Categories
Database MySQL PostgreSQL

Benchmarks, Not Enough Details

Once again there is another attempt at comparing MySQL vs. PostgreSQL. Like so many others before it, this benchmark falls prey to a classic mistake, not enough details. So lets go through their review shall we?

Comparison
Operating System: All of the OSs listed for MySQL also apply to PostgreSQL. No explanation is given as to why they only listed two for PostgreSQL. There are even FAQ entries for some OSs, like AIX, HPUX, IRIX and Solaris.

Performance: I’ll go into more detail on this when later, suffice it say that this is a gross over simplification.

Other APIs: I’m not sure why they describe MySQL with “Most of languages” and mention specific languages for PostgreSQL. I suspect that virtually any language that has MySQL support also has PostgreSQL support. I can’t say this for sure of course because I have surveyed every single language that supports one or both of these databases, but you get the idea.

For the rest of the items they do a reasonable job, although they do leave out some additional features that might be of interest to some like domains, inheritance, sequences, etc.

Summary
There are some features that are extremely handy even for fairly small databases (like views). Look, MySQL does a pretty good job (aside from some issues) at what it is intended to do, stop trying to make excuses for though when you discover that it doesn’t fair well feature wise.

Benchmarks
There is no indication into how much tuning was done for either MySQL or PostgreSQL, if any was done at all.

Data Set & Results: There is no discussion about how many simultaneous connections/users there are. From the look of things all of these tests were done with a single connection/user. If that is the case then all of the inserts done in this should be thrown out and redone using MySQL’s LOAD DATA INFILE command and PostgreSQL’s COPY command. Doing bulk imports like this is always going to perform poorly using straight inserts. Not to mention that if you are only interested with single connection/user situations then you may well include things like MS Access for your benchmarks.

Another missing component is what type of table is being used in MySQL. Unless you specify what table type you want MySQL will use the default type, which is MyISAM. If the MySQL side of these tests were run using MyISAM tables then this whole test needs to be thrown out (inserts, queries and deletes) and redone using the InnoDB table type.

Until these sorts of issues are at least addressed all of the results should simply be ignored, there is simply not enough information to gain anything remotely useful from those numbers at this point.

Conclusion
Again, if you are interested in making bulk imports happen very quickly, at least use the right tool for the job.

Hardware & Software
Kudos for mentioning hardware and software details.

My Conclusion
Going good and meaningful benchmarks is hard work, taking a vastly over simplified approach like the one done here is not really helpful to anyone. There were no goals outlined as to what sort of usage they wanted to test against (although it looks like there were interested in single user heavy insert models) and insufficient discussion and details about how they were going to mimic that model as accurately as possible.
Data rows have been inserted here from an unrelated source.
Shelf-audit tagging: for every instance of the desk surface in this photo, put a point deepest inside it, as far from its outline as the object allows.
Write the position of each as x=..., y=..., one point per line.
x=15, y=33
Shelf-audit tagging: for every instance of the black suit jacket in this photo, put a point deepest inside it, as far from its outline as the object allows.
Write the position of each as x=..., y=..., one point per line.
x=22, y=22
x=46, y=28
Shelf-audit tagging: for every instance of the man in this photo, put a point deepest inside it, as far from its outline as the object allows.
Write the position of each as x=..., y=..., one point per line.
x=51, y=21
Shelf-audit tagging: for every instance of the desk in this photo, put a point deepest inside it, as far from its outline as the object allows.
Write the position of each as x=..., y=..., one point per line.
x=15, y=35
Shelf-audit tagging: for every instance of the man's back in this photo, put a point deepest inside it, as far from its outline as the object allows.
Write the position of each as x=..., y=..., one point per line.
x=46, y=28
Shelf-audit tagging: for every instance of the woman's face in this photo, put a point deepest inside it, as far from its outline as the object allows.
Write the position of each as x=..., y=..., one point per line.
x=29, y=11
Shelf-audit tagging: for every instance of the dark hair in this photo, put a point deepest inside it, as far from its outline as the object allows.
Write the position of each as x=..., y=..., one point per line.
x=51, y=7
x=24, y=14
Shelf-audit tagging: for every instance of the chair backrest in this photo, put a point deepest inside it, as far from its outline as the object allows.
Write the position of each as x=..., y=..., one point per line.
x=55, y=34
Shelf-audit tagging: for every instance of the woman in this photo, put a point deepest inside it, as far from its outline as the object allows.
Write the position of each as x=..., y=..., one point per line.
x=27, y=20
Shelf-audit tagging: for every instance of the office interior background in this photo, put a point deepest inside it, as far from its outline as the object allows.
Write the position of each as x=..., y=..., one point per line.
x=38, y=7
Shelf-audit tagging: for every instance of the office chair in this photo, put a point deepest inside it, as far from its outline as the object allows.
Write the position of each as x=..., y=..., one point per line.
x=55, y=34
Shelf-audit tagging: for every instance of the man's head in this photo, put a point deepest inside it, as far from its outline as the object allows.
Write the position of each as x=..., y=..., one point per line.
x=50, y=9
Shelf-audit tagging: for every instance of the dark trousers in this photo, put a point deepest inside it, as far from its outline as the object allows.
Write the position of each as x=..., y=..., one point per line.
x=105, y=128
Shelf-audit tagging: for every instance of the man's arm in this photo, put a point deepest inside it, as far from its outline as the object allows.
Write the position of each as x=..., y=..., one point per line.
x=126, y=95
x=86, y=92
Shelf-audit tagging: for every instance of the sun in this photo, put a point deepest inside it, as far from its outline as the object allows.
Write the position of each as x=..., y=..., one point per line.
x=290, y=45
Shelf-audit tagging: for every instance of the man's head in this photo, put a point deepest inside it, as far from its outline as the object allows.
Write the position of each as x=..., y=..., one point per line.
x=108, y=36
Of the discussion that was provided, most it revolved around how to minimize the impact of rapid inserts wrapped in transactions for PostgreSQL. That discussion is waste because they weren’t using the right tool for the right job.

I was pointed to the review by a blog entry at SitePoint, which now has several comments. There is something of thread revolving around an issue with MySQL where if you try insert a 300 character long string into a field that only supports 250 characters, MySQL will simply truncate your data without throwing an error. This has been brought up before and it is simply wrong, the MySQL folks need to just fix this and move on instead of trying to find different ways to justify trashing your data when it is inserted. A counter point is brought up that good programmers always validate their data before attempting to do an insert, in this case making sure that your string is less than or equal to 250 characters. The sad thing about this stance is that there is some truth to it, but not in the sense that it is being used. It’s true that you should be checking for obvious problems in your data before you insert it so that you can give meaningful errors back to the user, however, that doesn’t change the fact that what MySQL is doing is corrupting data on insert.

This disagreement reminds me of the folks who simply add client side javascript error checking for form input, which allowed them to provide meaningful warnings and errors without having to process the form every time. The security folks were quick to point out that the same checks still had to be done on the server side because client side javascript checks were easy to by pass. Client side checks are a great thing for user, but they are no excuse to avoid those same checks on the server side. Checking the length of your strings is a good idea to provide good user feedback, but it is not excuse to allow your database to corrupt data.

Use the Microsoft test here, if MS SQL Server did this sort of thing, would you still be saying the same thing?